Lady Capulet. Aber wo sollen wir auf diese Weise Zeit zu den Vorbereitungen hernehmen? Es ist schon beynahe Nacht.

Capulet. Still, ich will selbst ausgehen, und es soll für alles gesorgt werden, Frau, ich stehe dir davor. Geh du zu Julietten, hilf sie aufpuzen; ich will heute nicht zu Bette gehen, laß mich allein: Ich will einmal in meinem Leben die Hausmutter vorstellen—he! holla!— Sie sind alle fort; gut, ich will selbst zu Graf Paris gehen, damit er sich auf morgen gefaßt mache. Es ist mir recht leicht um's Herz, seitdem sich das Hexen-Mädchen so zum Ziel gelegt hat.

(Sie gehen ab.)

Dritte Scene.
(Juliettens Zimmer.)
(Juliette und die Amme treten auf.)

Juliette. Ja, dieser Anzug ist der beste; aber, liebe Amme, ich bitte, laß mich heute Nacht allein; ich werde einen guten Theil davon mit beten zubringen, um den Himmel zu bewegen, daß er mein Vorhaben begünstige—Du kennst meine sündhaften Umstände, und weißst also wol, daß ichs nöthig habe. (Lady Capulet zu den Vorigen.)

Lady.
Wie, so geschäftig? Kan ich euch was helfen?

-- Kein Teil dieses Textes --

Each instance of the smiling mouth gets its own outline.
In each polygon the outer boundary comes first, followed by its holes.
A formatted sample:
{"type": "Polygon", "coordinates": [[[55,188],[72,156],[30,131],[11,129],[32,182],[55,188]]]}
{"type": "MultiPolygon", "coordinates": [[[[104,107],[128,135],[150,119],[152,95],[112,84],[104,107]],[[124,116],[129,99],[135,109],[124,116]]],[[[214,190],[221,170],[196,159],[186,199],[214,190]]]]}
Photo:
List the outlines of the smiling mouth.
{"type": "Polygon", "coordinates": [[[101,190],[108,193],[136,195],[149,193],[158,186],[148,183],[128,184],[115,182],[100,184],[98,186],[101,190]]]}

Juliette. Nein, Gnädige Mamma, wir haben alles zusammengesucht, was wir auf unsern morgenden Umstand nöthig haben können; wenn ihr's erlauben wolltet, so wünscht' ich izt allein gelassen zu werden, und daß ihr die Amme bey euch aufbleiben liesset; denn ich bin gewiß, daß ihr bey diesem unverhoften Vorfall alle Hände voll zu thun haben werdet.

Lady Capulet.
Gute Nacht, geh du zu Bette und schlafe; du hast es vonnöthen.